Equally important is the mundane (if frequently overlooked) truth that it is only in our attempts to articulate our thoughts, no matter how jejeune or ill-conceived, that we come to know our minds. This is true for all of us, but it is especially true for students who encounter new ideas, new understandings of their world, and new understandings of the human condition. They need the assurance that they can freely speak their mind in their attempts to wrestle with these new ways of apprehending reality. This is why speech codes, trigger warnings, safe spaces and all the other scaffolding of the woke university are anathema to the academic mission, as students self-censor for fear of offending.

The crucial importance of free speech is captured in the idea of liberal learning, which, as the name implies, has as its core mission the task of “liberating” or “freeing” the individual from the contingencies of their birth. Liberal learning seeks to foster the individual’s potentialities, despite the limitations of where one happens to be born, who one’s parents happen to be, one’s sex, the burdens of poverty or the burdens imposed by society. Ultimately, the universities’ turn against freedom is an abandonment of the promise of liberation.
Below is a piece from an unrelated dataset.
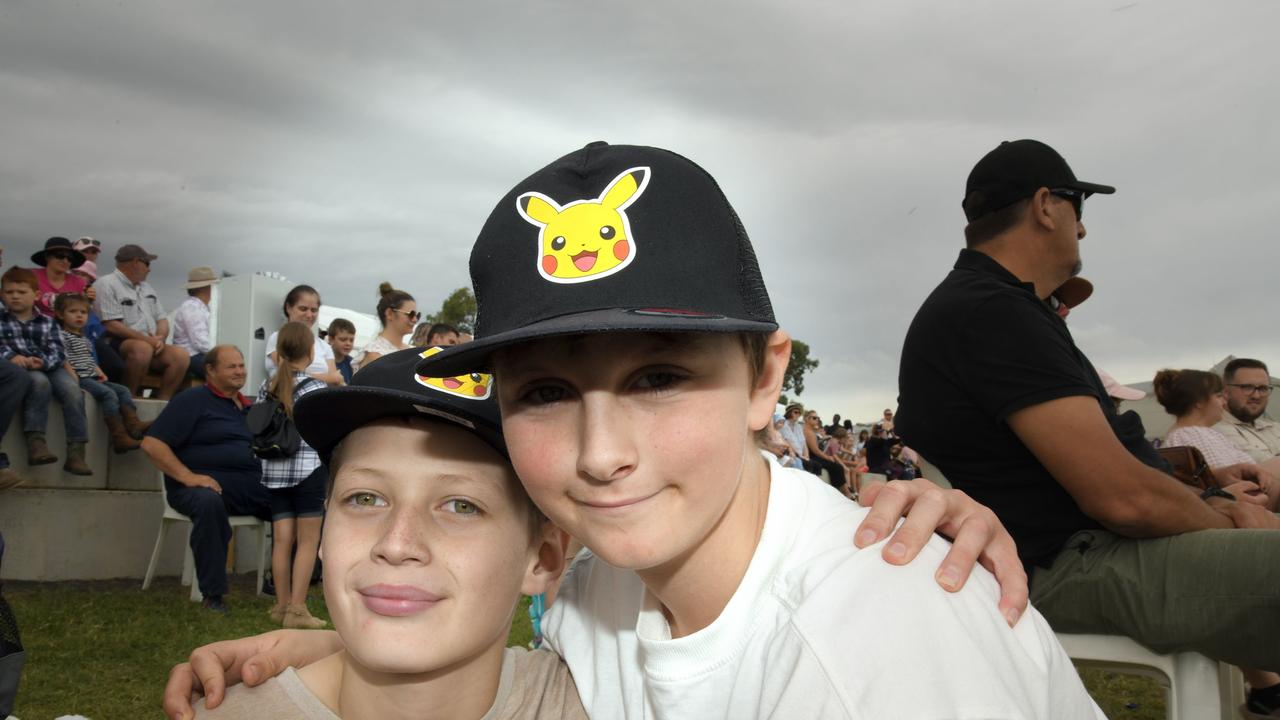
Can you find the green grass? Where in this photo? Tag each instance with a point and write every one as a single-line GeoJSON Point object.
{"type": "Point", "coordinates": [104, 648]}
Within the university, no idea is sacred, and every idea and orthodoxy needs to be critiqued. No thoughts lie outside the realm of rational debate. Free speech is essential to this sharing and critiquing of ideas. It is a founding principle of the university and a crucial component of its DNA. To curtail freedom of speech is to have only the living corpse – at least as we have historically understood that institution.

Universities have become dangerous places for those who reject or question the prevailing woke orthodoxies. Like a neutron bomb, wokeism leaves in place the scaffolding of the historic university: students, professors, classrooms, courses, syllabi, lecture halls, administrators, etc., even as it destroys academic careers, undermines university norms and enervates university culture.

But without freedom of speech, what we cannot have is an institution devoted to the pursuit of truth, where all ideas are investigated and critiqued, and where students come to learn of the intellectual inheritance of the race free from the idolatry and destructiveness of woke ideology. It’s time to return the university to its historic norms and embrace the first principle of university life: the unapologetic and unfettered pursuit of truth.